Cerita Home StayDi mana langit dipijak, di situ langit dijunjung. Berada di tempat orang lain, kita dituntut beradaptasi, menghormati, menjunjung tinggi nilai, kebiasaan, dan adat tempat tersebut. Begitulah peribahasa mengajarkan kita harus menyesuaikan diri di “daerah kekuasaan orang lain.”
Peribahasa yang sudah kita kenal sejak pendidikan dasar ini (benar-benar) saya aplikasikan saat saya melakukan home stay (tinggal) di rumah salah seorang teman Korea saya, Kim Dong-Sun.
Home stay adalah kegiatan terakhir dari rangkaian program Youth Camp for Asia’s Future 2009 yang saya ikuti. Tujuannya adalah untuk merasakan pengalaman dan berinteraksi secara langsung tentang kehidupan orang Korea secara lebih dekat.
Bersyukur saya ditempatkan bersama keluarga yang sangat baik. Kim Dong-Sun adalah teman saya yang juga merupakan partisipan dalam program Youth Camp for Asia’s Future 2009. Ayahnya, Kim In-Ho, adalah seorang insinyur dan ibunya bernama Lee Myung-Suk. Kim Dong-Sun adalah anak semata wayang dari pasangan tersebut.

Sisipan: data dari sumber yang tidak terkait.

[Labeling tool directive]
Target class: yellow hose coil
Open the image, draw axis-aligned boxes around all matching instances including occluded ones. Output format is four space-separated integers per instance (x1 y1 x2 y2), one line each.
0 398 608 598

Keluarga yang saya tinggali bisa dibilang adalah keluarga yang kaya raya. Bukan tanpa alasan saya mengatakan hal tersebut karena terlihat dari penampilan luarnya. Rumah mereka adalah apartemen dan berada di kawasan yang elit, memiliki perabotan rumah yang serba high-tech dan mahal, kendaraan yang mewah, dll. Saya sangat bersyukur bisa ditempatkan bersama keluarga yang plus-plus (sangat baik dan kaya pula).
Tamu adalah raja
Orang korea begitu memanjakan tamu. Itulah kesan pertama saat saya berada di rumah Kim Dong-Sun. Saya seakan dianggap keluarga mereka sendiri, bukan sebagai orang asing.

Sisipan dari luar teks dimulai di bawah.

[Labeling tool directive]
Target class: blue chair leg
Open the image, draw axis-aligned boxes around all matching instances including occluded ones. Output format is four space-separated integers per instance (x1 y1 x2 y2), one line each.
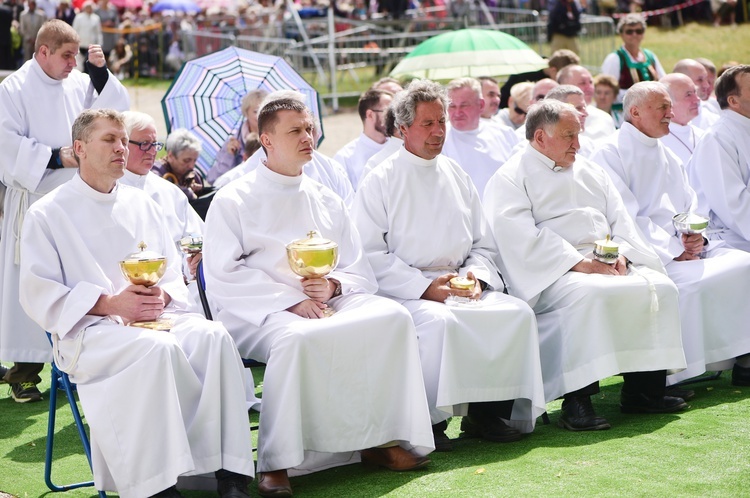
44 363 107 498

Selama tinggal di rumahnya banyak pengalaman dan pengetahuan yang saya dapat tentang adat-kebiasaan orang Korea. Salah satunya adalah adat ketika makan. Seperti orang yang lebih tua belum memulai untuk makan, orang yang lebih muda harus menunggu.

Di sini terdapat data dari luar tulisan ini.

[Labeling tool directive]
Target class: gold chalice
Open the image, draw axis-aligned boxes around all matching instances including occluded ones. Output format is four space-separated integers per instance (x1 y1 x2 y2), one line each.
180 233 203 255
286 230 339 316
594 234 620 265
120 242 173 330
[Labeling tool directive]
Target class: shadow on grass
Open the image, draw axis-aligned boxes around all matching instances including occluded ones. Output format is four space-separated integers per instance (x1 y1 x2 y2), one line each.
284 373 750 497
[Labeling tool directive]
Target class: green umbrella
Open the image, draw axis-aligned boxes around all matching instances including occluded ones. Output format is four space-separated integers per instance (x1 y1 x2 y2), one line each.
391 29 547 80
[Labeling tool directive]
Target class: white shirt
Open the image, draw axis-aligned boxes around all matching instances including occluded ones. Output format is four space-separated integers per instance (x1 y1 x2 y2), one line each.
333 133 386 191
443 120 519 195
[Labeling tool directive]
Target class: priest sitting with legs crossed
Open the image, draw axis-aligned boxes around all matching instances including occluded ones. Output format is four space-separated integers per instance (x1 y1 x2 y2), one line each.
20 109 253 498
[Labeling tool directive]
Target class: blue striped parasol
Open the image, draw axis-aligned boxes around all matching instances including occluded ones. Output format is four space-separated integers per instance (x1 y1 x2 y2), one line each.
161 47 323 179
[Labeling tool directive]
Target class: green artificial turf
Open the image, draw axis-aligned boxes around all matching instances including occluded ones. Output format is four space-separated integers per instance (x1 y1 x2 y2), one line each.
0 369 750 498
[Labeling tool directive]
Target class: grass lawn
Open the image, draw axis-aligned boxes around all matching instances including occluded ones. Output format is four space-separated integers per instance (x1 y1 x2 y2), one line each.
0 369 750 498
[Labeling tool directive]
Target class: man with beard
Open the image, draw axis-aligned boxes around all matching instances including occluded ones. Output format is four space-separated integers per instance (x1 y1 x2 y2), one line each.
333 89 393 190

Orang yang lebih muda pun jangan berhenti makan sebelum orang yang lebih tua berhenti makan. Dan kalo perlu, kita makan sebanyak-banyaknya makanan yang dihidangkan oleh tuan rumah. Meskpiun terlihat maruk, tapi orang Korea justru sangat senang.
Kita juga jangan kagok kalo ingin bersendawa. Malah dengan bersendawa berarti kita sangat menerima dan menganggap makanan yang dimakan adalah enak. Mereka biasanya akan merespon seperti ini, “Masissjyo?” “Enak kan?”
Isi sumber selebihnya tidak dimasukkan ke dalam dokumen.